Meet Christina Fagan, “Chief Knitting Officer” of the Boston-based company, Sh*t That I Knit. The 25-year-old founder and self-described knitting nerd is making everything old, new again with her high-end knit accessories company.
“I knitted throughout high school and college, and my sisters would always make fun of me and the shit that I knit,” Fagan tells BostInno. “This spurred the idea to set up a website to share pictures of shit I had knit with my old lady knitting friends,” she adds.
Since launching her business last year, Fagan has managed to tap into a core group of creative millennials “looking to do something other than sitting on their phones,” she explains. Last October, the founder began selling her knitwear at SoWa and various other South End boutiques. But with the demand only rising, Fagan decided it was time to take her hobby to the next level.
“I couldn’t keep up with demand and I thought I would hire some old ladies to help me knit,” Fagan told us. “After posting an Instagram… I got a flood of applications and it turned out to all be 20-something-year-olds, who also had normal lives but just loved to knit and binge watch Netflix.”

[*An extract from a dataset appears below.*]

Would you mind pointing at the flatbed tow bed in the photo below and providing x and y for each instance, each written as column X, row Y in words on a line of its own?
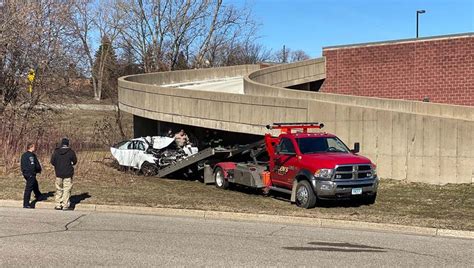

In less than a year, Fagan has managed to grow her company from one to 24 contracted knitters in the Boston and Portland, ME areas. “I quit my day job on May 1 and am doing this shit full time now, which is frightening at times,” says Fagan.
Here, the Sh*t That I Knit founder tells BostInno how she manages to run a business and create pom-pom hats – all in a day’s work.
MW: How do you spend most mornings?
CF: 6:12 a.m. my internal alarm clock goes off and I wake up in the middle of sleep talking. By 6:15 a.m. my slippers are on and I am on my way to burn a pot of coffee. I swore off the $4 Starbucks latte when I quit my job, so learning how to make my own coffee has been a challenge. My mind is the sharpest in the morning, so I tend to crush emails for an hour or two, blasting music – I’m sure my neighbors love me. Around 9 a.m. I’ll put the computer away, do some knitting and eat my breakfast.
MW: What are the top priorities on your to-do list right now?
CF: Get wholesale orders from high-end stores, build an inventory, pick a charity to donate proceeds from Give-A-Shit, and continue to spread the word about this sh*t. But there are so many things that go along with accomplishing those big ticket items that I am learning how to do on the fly. Also need to go the gym more and get a boyfriend, but some things just have to be sidelined for now.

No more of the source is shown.